Performance. On a single NIC, the card is dealing with the call-leg to the handset, and the call leg to the ITSP. Whilst it's possible to host many calls this way, the inherent in-efficiency of ethernet only gives you 30% of the 100M bandwidth avaialble(Sony VGN-FZ15 battery). Which effectively is 30M, half that (as you are dealing with 2 seperate streams) and you only have 15M to play with. Which to be fair, will quite happily handle 30-40 calls with no real issues at G.711, and maybe handle 60-80 calls using G.729. More than enough for most people(Sony Vaio VGN-FZ18M battery).

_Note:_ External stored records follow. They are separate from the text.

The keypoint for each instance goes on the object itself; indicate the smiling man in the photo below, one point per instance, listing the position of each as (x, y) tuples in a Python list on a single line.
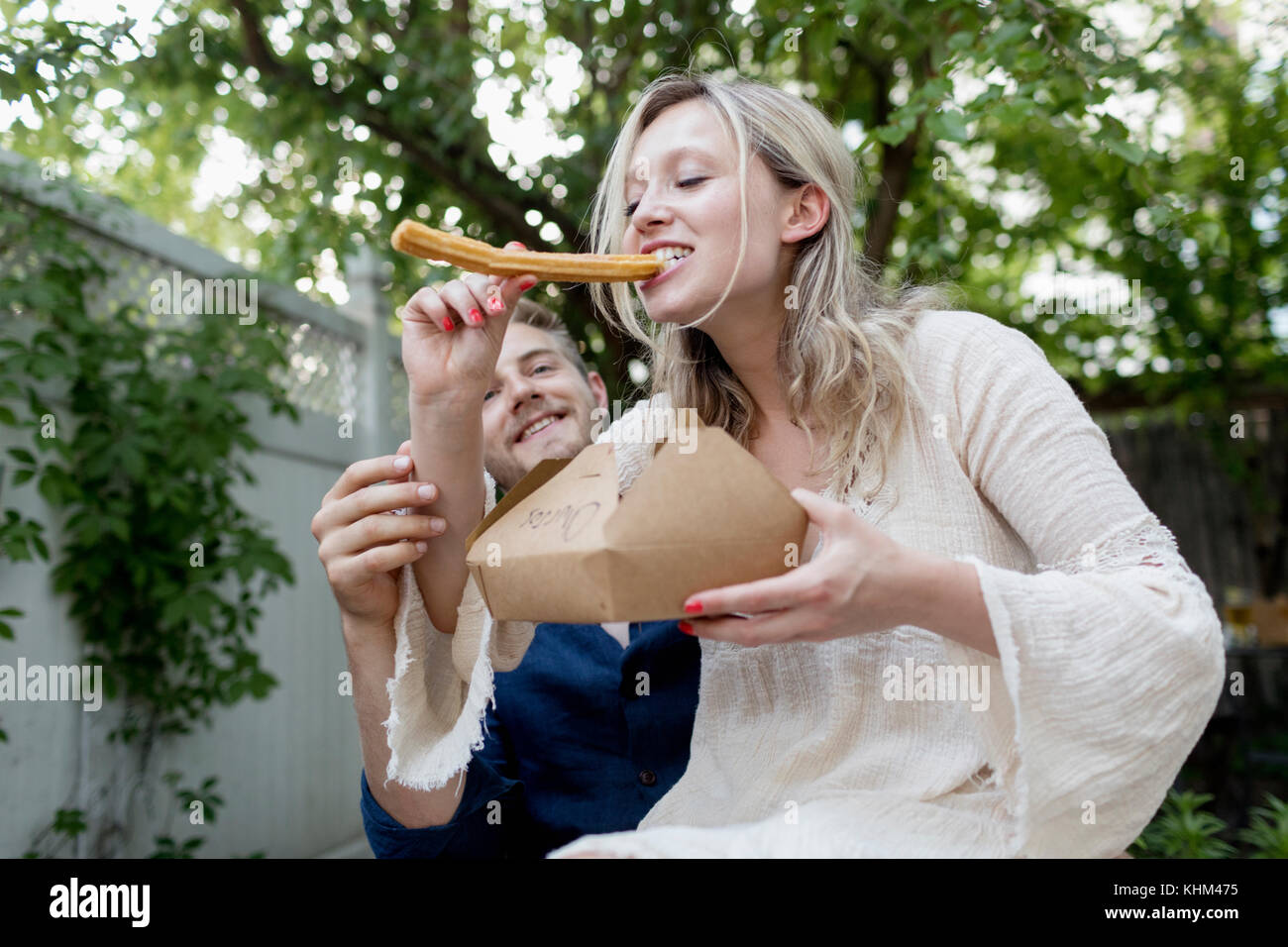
[(574, 744)]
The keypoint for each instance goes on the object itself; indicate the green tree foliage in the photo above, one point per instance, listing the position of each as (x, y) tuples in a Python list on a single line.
[(384, 95)]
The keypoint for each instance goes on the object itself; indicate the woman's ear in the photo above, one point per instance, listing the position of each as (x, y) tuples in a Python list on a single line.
[(809, 213), (597, 388)]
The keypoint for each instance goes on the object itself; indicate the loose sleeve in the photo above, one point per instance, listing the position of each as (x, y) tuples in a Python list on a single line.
[(1112, 652), (442, 684)]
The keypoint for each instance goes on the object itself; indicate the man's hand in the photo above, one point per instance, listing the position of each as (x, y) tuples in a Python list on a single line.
[(362, 545), (446, 361)]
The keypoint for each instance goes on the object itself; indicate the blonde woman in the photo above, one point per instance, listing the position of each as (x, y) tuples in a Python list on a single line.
[(992, 647)]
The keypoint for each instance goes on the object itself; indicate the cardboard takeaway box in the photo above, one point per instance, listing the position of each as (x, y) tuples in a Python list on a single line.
[(563, 547)]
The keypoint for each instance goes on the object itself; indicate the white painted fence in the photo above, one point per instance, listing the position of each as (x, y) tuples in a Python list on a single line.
[(288, 766)]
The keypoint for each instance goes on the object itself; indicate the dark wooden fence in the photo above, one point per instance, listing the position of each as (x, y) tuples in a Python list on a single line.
[(1229, 539)]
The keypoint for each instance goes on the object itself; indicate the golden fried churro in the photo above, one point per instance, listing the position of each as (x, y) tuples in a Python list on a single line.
[(477, 257)]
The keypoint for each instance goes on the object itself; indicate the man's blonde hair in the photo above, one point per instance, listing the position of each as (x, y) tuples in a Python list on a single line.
[(840, 355)]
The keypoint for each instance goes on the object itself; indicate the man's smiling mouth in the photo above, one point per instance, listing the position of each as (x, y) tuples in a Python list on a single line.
[(537, 427)]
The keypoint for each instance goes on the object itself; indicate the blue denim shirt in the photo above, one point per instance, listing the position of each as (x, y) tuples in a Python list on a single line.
[(585, 737)]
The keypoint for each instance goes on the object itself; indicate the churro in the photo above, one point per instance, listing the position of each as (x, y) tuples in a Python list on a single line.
[(477, 257)]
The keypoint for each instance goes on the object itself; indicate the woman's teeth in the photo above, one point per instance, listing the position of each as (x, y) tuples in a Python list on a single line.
[(671, 256)]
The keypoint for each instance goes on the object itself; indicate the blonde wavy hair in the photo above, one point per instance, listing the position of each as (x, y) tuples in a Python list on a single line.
[(841, 348)]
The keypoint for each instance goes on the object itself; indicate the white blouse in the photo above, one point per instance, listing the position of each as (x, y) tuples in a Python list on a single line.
[(903, 742)]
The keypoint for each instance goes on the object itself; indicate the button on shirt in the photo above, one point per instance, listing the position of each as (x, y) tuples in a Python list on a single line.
[(585, 736)]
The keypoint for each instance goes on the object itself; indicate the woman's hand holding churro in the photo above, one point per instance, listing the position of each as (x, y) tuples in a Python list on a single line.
[(475, 256), (446, 360)]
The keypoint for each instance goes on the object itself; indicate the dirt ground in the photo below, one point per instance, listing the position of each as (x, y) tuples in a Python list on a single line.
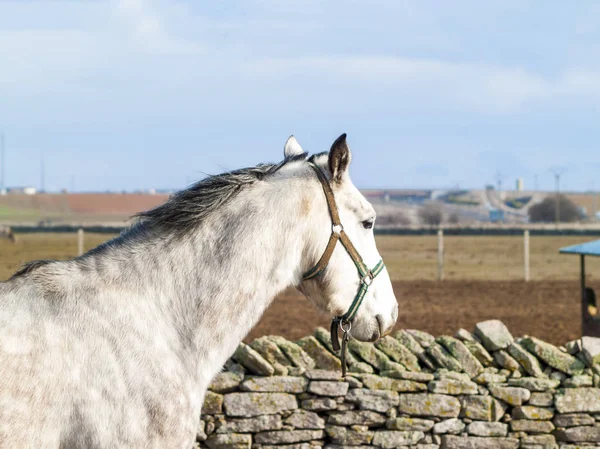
[(546, 309), (483, 281)]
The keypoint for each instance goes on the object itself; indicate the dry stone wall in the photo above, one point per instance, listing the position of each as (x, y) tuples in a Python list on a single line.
[(483, 389)]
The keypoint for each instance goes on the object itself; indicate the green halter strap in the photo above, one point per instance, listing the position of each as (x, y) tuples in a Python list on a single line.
[(343, 322)]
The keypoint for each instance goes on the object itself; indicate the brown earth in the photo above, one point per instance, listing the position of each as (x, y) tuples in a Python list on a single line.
[(482, 282), (546, 309)]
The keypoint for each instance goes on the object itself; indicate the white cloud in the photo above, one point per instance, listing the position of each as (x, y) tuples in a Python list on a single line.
[(142, 21), (482, 87)]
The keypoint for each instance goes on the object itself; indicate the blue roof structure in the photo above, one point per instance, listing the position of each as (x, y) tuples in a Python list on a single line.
[(587, 249)]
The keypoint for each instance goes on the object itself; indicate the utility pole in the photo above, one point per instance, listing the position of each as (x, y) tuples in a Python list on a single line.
[(2, 186), (499, 178), (42, 176), (557, 172)]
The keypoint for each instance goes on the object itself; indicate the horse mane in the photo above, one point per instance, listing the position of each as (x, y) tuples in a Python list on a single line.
[(182, 212)]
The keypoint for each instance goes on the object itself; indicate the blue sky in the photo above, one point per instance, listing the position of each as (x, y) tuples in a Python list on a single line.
[(138, 94)]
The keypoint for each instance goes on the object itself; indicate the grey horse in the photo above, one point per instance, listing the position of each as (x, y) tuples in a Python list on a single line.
[(116, 348)]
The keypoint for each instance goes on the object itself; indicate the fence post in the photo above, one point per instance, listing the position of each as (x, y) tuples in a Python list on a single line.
[(526, 254), (440, 255), (80, 241)]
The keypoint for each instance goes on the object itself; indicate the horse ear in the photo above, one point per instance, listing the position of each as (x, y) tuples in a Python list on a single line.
[(292, 148), (339, 158)]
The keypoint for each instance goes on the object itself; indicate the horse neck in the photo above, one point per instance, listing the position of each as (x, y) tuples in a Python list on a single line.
[(215, 283)]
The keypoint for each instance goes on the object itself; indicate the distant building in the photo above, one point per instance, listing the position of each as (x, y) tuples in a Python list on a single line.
[(496, 215), (22, 190), (519, 184)]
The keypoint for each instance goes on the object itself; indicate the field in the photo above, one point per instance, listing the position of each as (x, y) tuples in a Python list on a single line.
[(483, 280)]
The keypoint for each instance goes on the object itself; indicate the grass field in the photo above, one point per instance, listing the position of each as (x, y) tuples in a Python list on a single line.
[(407, 257)]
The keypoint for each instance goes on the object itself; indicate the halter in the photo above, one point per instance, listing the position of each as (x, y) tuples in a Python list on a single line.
[(343, 322)]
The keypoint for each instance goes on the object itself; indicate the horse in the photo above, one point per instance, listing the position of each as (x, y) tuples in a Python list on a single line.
[(7, 233), (117, 347)]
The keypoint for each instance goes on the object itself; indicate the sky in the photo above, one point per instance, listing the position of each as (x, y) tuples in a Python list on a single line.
[(136, 94)]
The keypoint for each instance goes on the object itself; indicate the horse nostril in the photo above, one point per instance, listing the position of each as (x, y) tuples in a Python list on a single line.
[(379, 319)]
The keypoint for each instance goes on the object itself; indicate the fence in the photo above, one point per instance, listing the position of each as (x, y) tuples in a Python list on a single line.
[(441, 271)]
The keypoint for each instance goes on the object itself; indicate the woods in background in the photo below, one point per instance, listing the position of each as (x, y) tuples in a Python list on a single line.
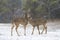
[(39, 8)]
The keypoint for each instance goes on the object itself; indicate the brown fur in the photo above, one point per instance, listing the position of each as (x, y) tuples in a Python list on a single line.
[(37, 22), (17, 21)]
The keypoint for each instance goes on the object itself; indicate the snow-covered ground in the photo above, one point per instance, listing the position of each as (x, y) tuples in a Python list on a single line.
[(53, 32)]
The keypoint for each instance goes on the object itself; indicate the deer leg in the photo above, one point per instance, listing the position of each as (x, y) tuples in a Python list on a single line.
[(43, 29), (25, 30), (16, 29), (38, 29), (33, 30), (12, 30)]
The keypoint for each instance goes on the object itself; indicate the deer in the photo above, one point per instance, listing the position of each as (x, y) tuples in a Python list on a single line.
[(37, 22), (17, 21)]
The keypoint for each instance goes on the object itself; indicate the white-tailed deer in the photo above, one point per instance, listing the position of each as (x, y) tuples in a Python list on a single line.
[(17, 21), (37, 22)]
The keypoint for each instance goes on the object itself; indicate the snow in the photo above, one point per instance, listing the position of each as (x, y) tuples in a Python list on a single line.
[(53, 32)]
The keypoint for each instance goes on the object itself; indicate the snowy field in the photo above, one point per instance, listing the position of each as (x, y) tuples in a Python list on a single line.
[(53, 32)]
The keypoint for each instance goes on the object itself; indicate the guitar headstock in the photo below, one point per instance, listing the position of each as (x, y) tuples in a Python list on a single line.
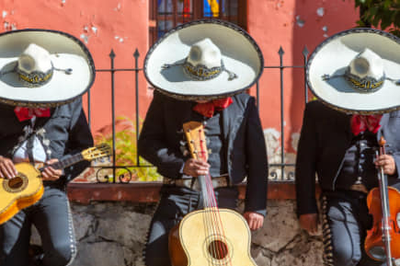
[(194, 132), (99, 151)]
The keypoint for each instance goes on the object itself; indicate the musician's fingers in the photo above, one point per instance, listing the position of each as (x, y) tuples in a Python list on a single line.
[(8, 169), (50, 173)]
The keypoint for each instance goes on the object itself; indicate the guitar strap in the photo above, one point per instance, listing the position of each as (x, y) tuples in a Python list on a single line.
[(29, 148)]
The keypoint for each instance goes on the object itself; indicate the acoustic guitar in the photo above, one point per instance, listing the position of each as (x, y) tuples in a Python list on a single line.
[(26, 188), (211, 236)]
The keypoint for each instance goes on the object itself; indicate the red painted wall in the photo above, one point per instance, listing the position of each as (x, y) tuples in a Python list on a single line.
[(292, 25), (123, 25)]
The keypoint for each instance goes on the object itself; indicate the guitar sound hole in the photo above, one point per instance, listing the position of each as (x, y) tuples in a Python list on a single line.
[(218, 249), (15, 183)]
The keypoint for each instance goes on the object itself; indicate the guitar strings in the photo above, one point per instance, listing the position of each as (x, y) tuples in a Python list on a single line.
[(212, 216)]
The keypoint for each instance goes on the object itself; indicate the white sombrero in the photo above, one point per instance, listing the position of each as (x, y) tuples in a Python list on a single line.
[(204, 59), (43, 68), (357, 71)]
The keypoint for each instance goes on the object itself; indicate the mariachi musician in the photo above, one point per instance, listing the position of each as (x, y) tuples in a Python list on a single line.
[(200, 71), (353, 74), (43, 74)]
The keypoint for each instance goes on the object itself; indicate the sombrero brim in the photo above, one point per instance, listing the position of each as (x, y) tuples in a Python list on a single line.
[(67, 52), (334, 55), (240, 54)]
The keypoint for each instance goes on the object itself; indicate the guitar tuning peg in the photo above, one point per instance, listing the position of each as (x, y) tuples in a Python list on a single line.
[(184, 151)]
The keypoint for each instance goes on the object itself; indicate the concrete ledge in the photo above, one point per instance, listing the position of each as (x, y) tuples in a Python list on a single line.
[(143, 192)]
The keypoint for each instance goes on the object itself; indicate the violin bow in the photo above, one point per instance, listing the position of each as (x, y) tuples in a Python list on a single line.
[(383, 189)]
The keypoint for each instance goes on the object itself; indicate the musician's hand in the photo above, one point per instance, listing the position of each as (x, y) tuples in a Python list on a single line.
[(7, 168), (254, 220), (387, 162), (195, 167), (309, 222), (49, 173)]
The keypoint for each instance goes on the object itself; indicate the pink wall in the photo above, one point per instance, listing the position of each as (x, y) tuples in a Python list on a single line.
[(123, 25), (292, 24)]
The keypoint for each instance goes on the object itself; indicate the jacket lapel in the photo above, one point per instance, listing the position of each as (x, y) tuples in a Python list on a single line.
[(383, 123)]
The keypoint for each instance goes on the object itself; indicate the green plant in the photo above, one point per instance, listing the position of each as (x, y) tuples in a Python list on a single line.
[(380, 13), (126, 151)]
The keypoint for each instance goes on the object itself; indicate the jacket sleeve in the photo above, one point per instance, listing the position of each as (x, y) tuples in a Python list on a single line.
[(306, 163), (79, 138), (153, 143), (256, 153)]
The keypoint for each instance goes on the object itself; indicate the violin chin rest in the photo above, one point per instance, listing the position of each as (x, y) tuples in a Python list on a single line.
[(378, 253)]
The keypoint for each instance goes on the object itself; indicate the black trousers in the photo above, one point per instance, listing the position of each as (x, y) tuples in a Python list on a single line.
[(51, 216), (175, 203), (345, 223)]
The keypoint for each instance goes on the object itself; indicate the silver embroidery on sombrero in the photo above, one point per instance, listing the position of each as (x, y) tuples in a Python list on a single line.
[(35, 78), (39, 78), (201, 72), (366, 84), (326, 236)]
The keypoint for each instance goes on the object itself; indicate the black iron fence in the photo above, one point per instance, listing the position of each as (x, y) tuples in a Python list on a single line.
[(123, 174)]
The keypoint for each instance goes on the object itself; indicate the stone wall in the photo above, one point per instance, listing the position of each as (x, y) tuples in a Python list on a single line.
[(113, 234)]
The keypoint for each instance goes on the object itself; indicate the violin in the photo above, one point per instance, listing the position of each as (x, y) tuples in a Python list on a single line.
[(383, 239)]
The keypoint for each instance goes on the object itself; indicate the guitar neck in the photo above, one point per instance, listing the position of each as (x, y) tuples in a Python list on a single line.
[(207, 191), (66, 162)]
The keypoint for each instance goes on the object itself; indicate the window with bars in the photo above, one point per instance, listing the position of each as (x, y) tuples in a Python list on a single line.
[(167, 14)]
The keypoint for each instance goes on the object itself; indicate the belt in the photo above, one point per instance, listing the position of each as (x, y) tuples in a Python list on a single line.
[(193, 183), (359, 187)]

So in summary. Each "style" of deployment has it's own pro's and con's.

Dual NIC Pros:

NAT issues a removed

Takes advantage of the full available Ethernet bandwidth

Easier to manage from anywhere - No VPN (Sony Vaio VGN-FZ18G battery)

Dual NIC Cons:

Security is a big worry - reliance on built in Linux Firewall

Single NIC Pros:

Security isn't a big issue - reliance on existing firewall technology

Single point of management - one address to remember (Sony VGN-FZ11S battery)

Single NIC Cons:

Inherent issues with NAT - unless you are using a SIP Aware router/firewall

Ethernet bandwidth may pose issues as the deployment grows

Management only available from the LAN

So, there you have it. To my mind, by far the best way forward for *any* kind of VoIP PBX Deployment, is to utilise 2 NIC's and a SIP Aware Firewall / Router(Sony Vaio VGN-FZ38M battery). The 2 NIC's give you the full available Ethernet bandwidth (which admittedly should be sufficient for most deployments), the Firewall / Router does all the hard stuff with regards to NAT, and you should be able to manage your box from anywhere, whilst still keeping it secure(Sony Vaio VGN-FZ31S battery).